As our painter rose to adorning the exterior facia of a third-floor balcony by a lustrous layer of fresh paint, an unfortunate collision of his improvised painting tool, an iron rod of four meters, with a high-voltage electrical wire turned an ordinary day to a moment of chilling terror. The unsuspecting onlookers were left gaping in horror as pretty quickly, the painter’s body was seen dancing amidst a blaze of fiery flames, the impact of electrocution evident in the horrific turn of events.
The building owner, upon sighting this terrifying spectacle, lunged forward in a desperate attempt to douse the flames engulfing the painter. With the aid of a handy bucket of water, the fire was subdued, sadly revealing a victim, now bearing the disfigurement of First-Degree burns on his body. The valiant rescue team stationed in the vicinity promptly moved the distressed man to the nearest medical facility to initiate immediate measures of relief and rehabilitation.
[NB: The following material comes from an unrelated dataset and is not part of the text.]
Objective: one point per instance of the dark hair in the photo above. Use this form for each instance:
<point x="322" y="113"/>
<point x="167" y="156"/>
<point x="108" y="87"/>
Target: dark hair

Simultaneously, this electric shock sparked a blaze on the nearby electricity pole and the overhead wires, considering their direct contact with the rogue iron rod. Soon after, the firefighters made their timely appearance on the scene, effectively stifling the menacing fire. In retrospect, this isn’t the first mishap involving a painter in close proximity to perilous, dangling electric wires. Back in 2013, in the Chon Buri region, a painter faced an eerily similar fate when his aluminium-handled brush touched a highly charged electric wire while he was busy garnishing a rooftop.
More recently, another painter in the southern province of Trang narrowly escaped a dangerous rendezvous with the electric wires. The notorious commonality in these instances being the use of long aluminium rods to facilitate painting higher areas. This, combined with the height of the buildings, leaves the artists unknowingly poking at the lurking danger that is overhead electric poles and wires.
In light of such episodes, the electrical authorities have urged the resident owners and the painting crews to maintain a proactive communication with the concerned authorities prior to embarking on similar operations. They further committed to either equip potentially hazardous electric wires with protective insulators or at least temporarily suspend the electricity supply until the painting project reaches completion. Post these measures, one can only hope for a safer work environment for our courageous artists in future.